In his extraordinary biography of the major political couple of the twentieth century, Joseph P. Lash reconstructs from Eleanor Roosevelt's personal papers her early life and four-decade marriage to... This description may be from another edition of this product.

Customer Reviews

5 ratings

Incredible story -it will make you patriotic

I loved this book. The story is incredible and will make you very patriotic. After this read, I felt compelled to participate in my country's political process and volunteered in the 2008 presidential race (won't say which candidate).

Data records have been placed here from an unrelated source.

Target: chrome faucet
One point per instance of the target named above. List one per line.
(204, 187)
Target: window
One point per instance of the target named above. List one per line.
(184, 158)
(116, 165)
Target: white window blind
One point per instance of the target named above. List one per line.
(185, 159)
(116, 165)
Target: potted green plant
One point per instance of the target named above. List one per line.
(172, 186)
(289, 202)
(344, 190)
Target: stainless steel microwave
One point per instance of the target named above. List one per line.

An exhausting but stunning book of an amazing life

The first time I read this book I felt as though I'd been pulled through a wringer. But I've gone back to it many times as I've learned more about these people. We're still learning new information about the Roosevelts as correspondence is still popping up. I've read most the major bios of the man and I have to say that the more I read the more I admire him, but the less I like him. Clementine Churchill, of all people, thought FDR the most self-centered/egotistical man she ever met. THAT's saying something! And he was. Eleanor is a constant source of wonder. I read Blanche Wiesen Cook's "Eleanor Roosevelt, Vol. 1" before I read this, and most folks should probably do the same as Lash's book is a great deal in one gulp. But when the book is over you realize that the Roosevelts truly belonged in the White House as few have. An amazing read about an amazing life.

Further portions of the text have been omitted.